You may take one extra step in quality than I do in this area (though history has shown that my way works just fine too and represents the "norm" in my area) but I think you are going a bit far by calling me a hack. Some guys would say simply using pex makes you a hack. I guess that would make you a hack then huh? I mean, you don't seem to have any water quality issues there that cause copper to corrode and yet you use pex. I guess that makes you a hack that's cheaping out then by your own logic huh? Why don't you spend the extra money and time and use copper all the time instead of pex huh?

I think I have made my point. Obviously, I have no problem with pex, I was just trying to make a point. And don't come back and call me a hypocrite because I use pex .



TheMaster said:


> Whats funny is the people that are always talking up quality and talking down to handy hacks are really no better when it comes down to it.:whistling2:
> Ricks handyman services prolly says the same when his pics get posted.........."We got our money":whistling2:


----------



## TheMaster (Jun 12, 2009)

Protech said:


> You may take one extra step in quality than I do in this area (though history has shown that my way works just fine too and represents the "norm" in my area) but I think you are going a bit far by calling me a hack. Some guys would say simply using pex makes you a hack. I guess that would make you a hack then huh? I mean, you don't seem to have any water quality issues there that cause copper to corrode and yet you use pex. I guess that makes you a hack that's cheaping out then by your own logic huh? Why don't you spend the extra money and time and use copper all the time instead of pex huh?
> 
> I think I have made my point. Obviously, I have no problem with pex, I was just trying to make a point. And don't come back and call me a hypocrite because I use pex .

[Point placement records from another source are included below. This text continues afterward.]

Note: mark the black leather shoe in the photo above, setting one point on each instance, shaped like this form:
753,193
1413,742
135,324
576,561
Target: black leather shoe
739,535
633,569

 Your installing materials WRONG. Whats your plumbing code say? What does the manufacturer say? Now ask yourself what Ricky would do:laughing:
Pex is not the subject and the pex I install is installed proper.....so its not the same.


----------



## TheMaster (Jun 12, 2009)

ROCKSTARPLUMBER said:


> Thats a small house dude.


Thats his country house that sits on 70 acres with a 1.5 acre pond. It was built like you see for a purpose that i will not disclose. The antiques in that house are worth more than everybody who has posted on this thread combined...myself included.


----------



## Protech (Sep 22, 2008)

Running a heater pan drain in pvc is against code to. Everyone including yourself does that too though and has for the past 30 years now. No problems yet.........



TheMaster said:


> Thats his country house that sits on 70 acres with a 1.5 acre pond. It was built like you see for a purpose that i will not disclose. The antiques in that house are worth more than everybody who has posted on this thread combined...myself included.


----------



## GREENPLUM (Jul 27, 2008)

Protech said:


> Running a heater pan drain in pvc is against code to. Everyone including yourself does that too though and has for the past 30 years now. No problems yet.........


 
A pan drain come back :laughing:, come on PT you can do better than that :laughing:.


----------



## Protech (Sep 22, 2008)

It is against code here. Wouldn't want to break that code. That would make me a hack :whistling2:

Also, it's irrelevant if EVERYONE does is and all the inspectors sign off on it. It's still wrong. You’re a hack no better than a handyman or DIYer if you do it. :whistling2:


----------



## PLUMB TIME (Feb 2, 2009)

Schluter-Kerdi is the only way to go.

http://www.schluter.com/8_1_kerdi.aspx


----------



## Protech (Sep 22, 2008)

I dunno about that XPS curb. That seems like it isn't strong enough for tile. Even if you put mortar and lath over it I don't think it would hold up after years of some fat guy stepping on it......but who knows..



PLUMB TIME said:


> Schluter-Kerdi is the only way to go.
> 
> http://www.schluter.com/8_1_kerdi.aspx


----------



## Plasticman (Oct 14, 2008)

Yes, I am a hack with a license, certified at that. Coming to your town soon. :laughing:


----------



## PLUMB TIME (Feb 2, 2009)

Protech said:


> I dunno about that XPS curb. That seems like it isn't strong enough for tile. Even if you put mortar and lath over it I don't think it would hold up after years of some fat guy stepping on it......but who knows..


 
Time will tell, but the system itself I believe is bulletproof.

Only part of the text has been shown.